Cânı kim cânânı içün sevse cânânın sever."


Peki aslında ne der Hilleli Mehmet bu gazelinde? Nedir kafasını kurcalayan da onu günümüze taşıyan? Derdini dile dökmeye lüzüm nedir Fuzuli'nin, susmayı ve içinde bulmayı hepimizden layık yapabilecekken neden anlatır bizlere? 

Hilleli konuşmuşken susmak bize düşer mi peki? 

Susmakla insan kendini eren yerine mi koymaktadır yoksa?
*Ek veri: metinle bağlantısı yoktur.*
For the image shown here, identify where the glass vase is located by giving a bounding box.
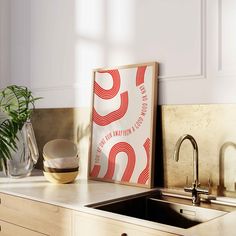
[4,122,39,178]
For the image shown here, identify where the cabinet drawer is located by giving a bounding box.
[0,193,71,236]
[73,212,176,236]
[0,220,46,236]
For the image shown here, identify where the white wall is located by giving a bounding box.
[1,0,236,107]
[0,0,10,88]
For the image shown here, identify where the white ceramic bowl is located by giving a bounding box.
[43,139,78,159]
[43,171,79,184]
[43,157,79,169]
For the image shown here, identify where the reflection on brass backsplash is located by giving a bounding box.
[32,104,236,195]
[161,104,236,196]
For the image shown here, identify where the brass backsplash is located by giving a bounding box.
[32,104,236,195]
[161,104,236,194]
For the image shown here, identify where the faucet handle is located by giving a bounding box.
[185,175,188,186]
[208,177,211,193]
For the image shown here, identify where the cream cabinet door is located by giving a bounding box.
[0,193,72,236]
[0,220,46,236]
[72,212,176,236]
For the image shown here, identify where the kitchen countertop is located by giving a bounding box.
[0,171,236,236]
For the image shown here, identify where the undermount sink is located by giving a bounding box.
[88,194,227,229]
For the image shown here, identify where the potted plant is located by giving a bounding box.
[0,85,40,177]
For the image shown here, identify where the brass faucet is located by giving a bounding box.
[174,134,209,205]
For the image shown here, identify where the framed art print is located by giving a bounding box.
[89,62,158,188]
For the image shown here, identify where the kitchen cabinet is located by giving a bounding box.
[0,220,46,236]
[72,211,176,236]
[0,193,71,236]
[0,193,175,236]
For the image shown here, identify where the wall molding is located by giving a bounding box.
[159,0,206,82]
[217,0,236,78]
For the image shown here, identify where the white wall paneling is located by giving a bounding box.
[1,0,236,107]
[0,0,10,88]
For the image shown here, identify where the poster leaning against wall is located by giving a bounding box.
[89,62,158,188]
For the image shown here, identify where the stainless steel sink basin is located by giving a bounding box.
[89,192,227,229]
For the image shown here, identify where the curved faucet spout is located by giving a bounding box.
[173,134,200,187]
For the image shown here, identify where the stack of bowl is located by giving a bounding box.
[43,139,79,184]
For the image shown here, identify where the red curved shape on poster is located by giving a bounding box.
[104,142,136,182]
[138,138,151,184]
[93,91,129,126]
[136,66,147,86]
[94,70,120,99]
[90,165,101,177]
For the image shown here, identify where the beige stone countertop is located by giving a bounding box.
[0,172,236,236]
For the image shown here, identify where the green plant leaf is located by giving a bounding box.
[0,85,41,164]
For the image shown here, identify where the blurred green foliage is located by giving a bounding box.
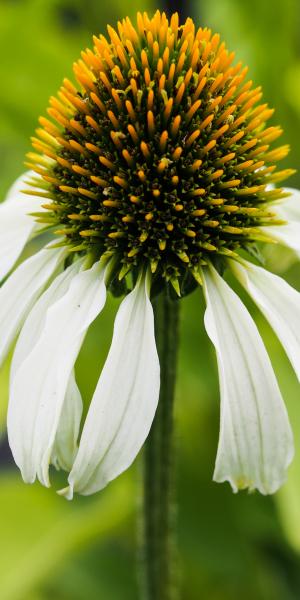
[0,0,300,600]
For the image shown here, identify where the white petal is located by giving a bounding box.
[257,221,300,257]
[51,372,82,471]
[271,188,300,222]
[10,259,83,380]
[0,172,42,281]
[230,261,300,381]
[60,278,160,499]
[11,260,83,470]
[8,262,106,486]
[203,267,293,494]
[259,188,300,257]
[0,247,66,364]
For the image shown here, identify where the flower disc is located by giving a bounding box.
[28,12,290,283]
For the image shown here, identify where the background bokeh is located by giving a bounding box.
[0,0,300,600]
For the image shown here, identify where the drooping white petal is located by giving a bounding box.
[51,372,82,471]
[11,260,83,470]
[230,261,300,380]
[203,267,293,494]
[8,262,106,486]
[0,171,42,281]
[258,188,300,257]
[10,259,83,380]
[60,278,160,499]
[0,247,66,364]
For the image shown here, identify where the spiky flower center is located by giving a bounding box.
[28,12,290,280]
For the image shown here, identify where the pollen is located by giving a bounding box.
[27,11,292,289]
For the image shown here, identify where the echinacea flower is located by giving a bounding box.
[0,12,300,498]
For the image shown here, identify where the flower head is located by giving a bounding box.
[0,12,300,498]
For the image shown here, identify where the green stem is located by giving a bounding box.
[142,290,179,600]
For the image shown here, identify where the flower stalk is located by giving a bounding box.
[142,290,179,600]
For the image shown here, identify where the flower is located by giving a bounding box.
[0,12,300,498]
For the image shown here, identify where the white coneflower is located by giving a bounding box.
[0,12,300,498]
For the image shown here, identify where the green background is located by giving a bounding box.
[0,0,300,600]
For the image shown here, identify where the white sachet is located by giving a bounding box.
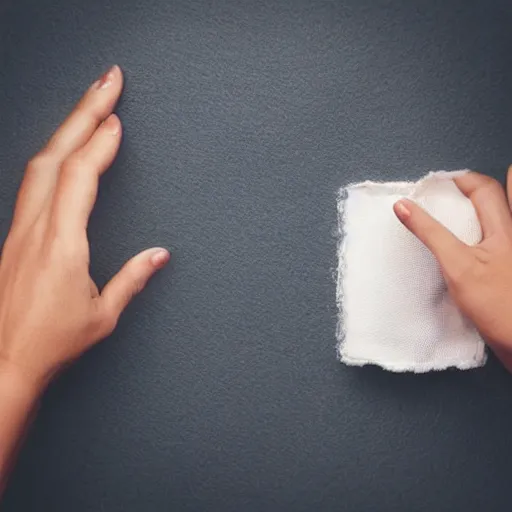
[337,171,486,373]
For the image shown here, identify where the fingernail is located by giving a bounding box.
[103,114,121,135]
[151,249,171,268]
[395,201,411,220]
[96,66,117,89]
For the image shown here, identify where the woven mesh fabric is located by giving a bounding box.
[337,171,486,372]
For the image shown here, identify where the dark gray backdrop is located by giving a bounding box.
[0,0,512,512]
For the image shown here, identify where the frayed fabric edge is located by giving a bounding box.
[336,169,487,373]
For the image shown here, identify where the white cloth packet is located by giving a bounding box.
[337,171,486,373]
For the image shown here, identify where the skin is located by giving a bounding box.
[394,166,512,372]
[0,66,170,493]
[0,66,512,493]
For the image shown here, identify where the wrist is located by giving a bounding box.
[0,359,47,407]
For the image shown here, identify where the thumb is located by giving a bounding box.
[100,247,171,324]
[393,199,470,274]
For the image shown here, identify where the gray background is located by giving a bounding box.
[0,0,512,512]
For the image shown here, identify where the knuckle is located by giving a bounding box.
[76,100,105,125]
[61,153,86,176]
[94,309,119,338]
[27,149,53,172]
[485,176,503,195]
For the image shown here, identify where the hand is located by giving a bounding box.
[394,170,512,372]
[0,66,169,388]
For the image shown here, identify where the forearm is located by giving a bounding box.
[0,362,42,496]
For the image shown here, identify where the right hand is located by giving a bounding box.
[394,170,512,372]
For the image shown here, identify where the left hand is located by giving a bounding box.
[0,66,170,389]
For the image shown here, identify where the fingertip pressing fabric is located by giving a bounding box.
[337,171,486,373]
Belki de... Hilleli'nin sırrına ortak olmak şimdilik zihnimin üst katlarına yeni taşınan bir komşu benim için, bir süre de daire numarasından başka bilgimin olamayacağına benziyor. Komşum bir yana dursun, ben size kendi cümlelerimden susayım. Kendimi ne zaman mühürlü bulurum, ne zaman cömertçe dağıtırım muhabbetimi, az çok biliyorum. Yakınlarımla bahsini geçirdiğim konulardan ilki genelde tanımadan yargıladıkları ben üzerinedir. İlk başlarda ne kadar soğuk olduğumdan, tek söz etmeden ciddi duruşumdan bahsederler. Çok ilginçtir, aksini söyleyenlerin sayısı da yadsınamaz. Sanıyorum ki bir insanın kişiliğini değerlendirmek için acele etmekteler. Duygu durumum hakkında elbette ki doğru yerdeler fakat benliğim hakkında dile getirdikleri yanlış değerlendirmeler benim kişiliğimi değil kendilerinin bende görmek istediklerini yansıtmaktadır. İlk izlenimdir aslında bu.

İlk değerli sohbet, ilk ruha dokunan paylaşım ya da ilk içten yakarış değil. Olabildiğine düz, ilk izlenim. Birini izleyerek elde ettiğiniz fikirler bütünü, anlayarak değil. Bu izlenimlerdir sizlerin hayatına girecek, gerçek muhabbetlerle ayaküstü popüler kültür bahsini ayıracak olan. Gerçek muhabbete aşık insanlar, izlenimlerin kıdemli köleleridir azad edilmeyi bekleyen.